The majority of people with subclinical hypothyroidism do not have any symptoms. However, about 30% of individuals could experience some features which are nonspecific and could be mistakenly attributed to other disease. Every patient is different and develops unique symptoms, however fatigue is the most common hypothyroid symptom.
Symptoms of subclinical hypothyroidism:
- cold intolerance
- dry skin
- voice hoarseness
- decreased hearing
- sleepiness, however mild hypothyroidism is also one of causes of insomnia in women
- difficulty to loose weight
- numbness or tingling
- slowing in physical and mental activity
- coarse, dry, thinning hair
In the patients with subclinical hypothyroidism disorders of muscular function, nerve and reproductive systems, fertility problems, decreased infant birth weight, increased placental detachment and premature labor have been found more often as in women with a normally functioning thyroid.
Even a relatively small rise in TSH puts elderly people at risk of cardiovascular disease, atherosclerosis and heart attack.
In some patients subclinical hypothyroidism could progress to clinical and have more serious effects on general health and well-being. The most common are high blood cholesterol and triglycerides, increased risk for the development of cardiovascular disease, even heart failure in elderly patients, neuromuscular symptoms, reproductive and other abnormalities.
Symptoms of subclinical hypothyroidism will usually progress in clinical hypothyroidism to its more severe form.
The following hypothyroid symptoms could develop later on:
- sensitivity to light
- weight gain
- decreased libido
- weakness in the extremities
- muscle pain and aches
- irritability and mood instability
- impaired memory, confusion, brain fog and inability to concentrate
- women issues such as abnormal menstrual cycles and impaired fertility
- depression in women can be due to hypothyroidism, low T3, brain hypothyroidism and Hashimoto’s disease even when thyroid lab test results are normal
- body and scalp hair loss
There are various clinical manifestations of severe hypothyroidism such as coagulation disorders, depression, severe memory impairment, lack of coordination of muscle movements, alteration in mental state, seizures, abnormalities of heart and digestive systems. At hypothyroidism, lack of thyroid hormone affects function of every cell in the body. The patient starts to develop a variety of health dysfunctions due to low thyroid function and slowing down of the metabolic rate.
Myxedema coma is an advanced stage of hypothyroidism that most commonly occurs in people with undiagnosed or untreated hypothyroidism or in elderly.
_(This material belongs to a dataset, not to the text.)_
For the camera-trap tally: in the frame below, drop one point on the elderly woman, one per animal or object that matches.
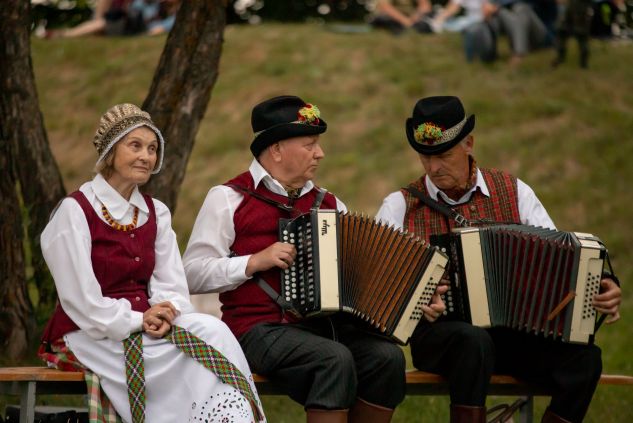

This rare but life-threatening condition could be triggered by infection, medication, environmental and other metabolic related factors. The symptoms could be low blood pressure, decreased breathing and heart rate, low body temperature, unresponsiveness and even coma.
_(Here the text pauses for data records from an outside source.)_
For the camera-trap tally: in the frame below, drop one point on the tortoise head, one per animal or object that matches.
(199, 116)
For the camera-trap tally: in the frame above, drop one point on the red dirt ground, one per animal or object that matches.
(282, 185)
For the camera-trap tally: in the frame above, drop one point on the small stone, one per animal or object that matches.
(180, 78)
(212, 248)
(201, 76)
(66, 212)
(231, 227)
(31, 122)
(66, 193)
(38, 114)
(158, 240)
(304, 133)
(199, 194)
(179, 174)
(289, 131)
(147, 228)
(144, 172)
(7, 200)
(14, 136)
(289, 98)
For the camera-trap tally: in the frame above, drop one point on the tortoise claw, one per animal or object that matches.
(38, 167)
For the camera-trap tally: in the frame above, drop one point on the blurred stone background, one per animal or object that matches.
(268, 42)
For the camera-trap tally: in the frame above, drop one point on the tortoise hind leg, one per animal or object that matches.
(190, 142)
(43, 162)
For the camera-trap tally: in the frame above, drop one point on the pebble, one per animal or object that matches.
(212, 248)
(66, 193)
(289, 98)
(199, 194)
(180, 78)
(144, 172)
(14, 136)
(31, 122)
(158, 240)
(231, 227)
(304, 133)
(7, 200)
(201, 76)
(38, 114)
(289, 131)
Thyroid tests to establish if you have abnormal or normal thyroid levels are recommended for women around menopause, elderly, in pregnancy, after delivery and for women with unexplained high levels of cholesterol.
It is challenging to define the hormone related symptoms of menopause from those that are caused by thyroid disease. Low-grade hypothyroidism and Hashimoto’s disease in women around 50 can be confused with symptoms of perimenopause and menopause.
Your Best Strategy To Overcome Hypothyroid Symptoms
The thyroid disease diagnosis is frequently missed and can lead to a lack of proper treatment and also make menopausal symptoms worse. Furthermore, the incidence of premature ovarian failure of the autoimmune origin or oophoritis is higher in women with Hashimoto’s disease.
The best way to eliminate hypothyroid symptoms is to get a proper diagnosis to correct the underlying problem
Consider working with an experienced physician who understands the difference between hypothyroidism, other hormonal imbalances and adrenal fatigue and uses a holistic hypothyroidism treatment.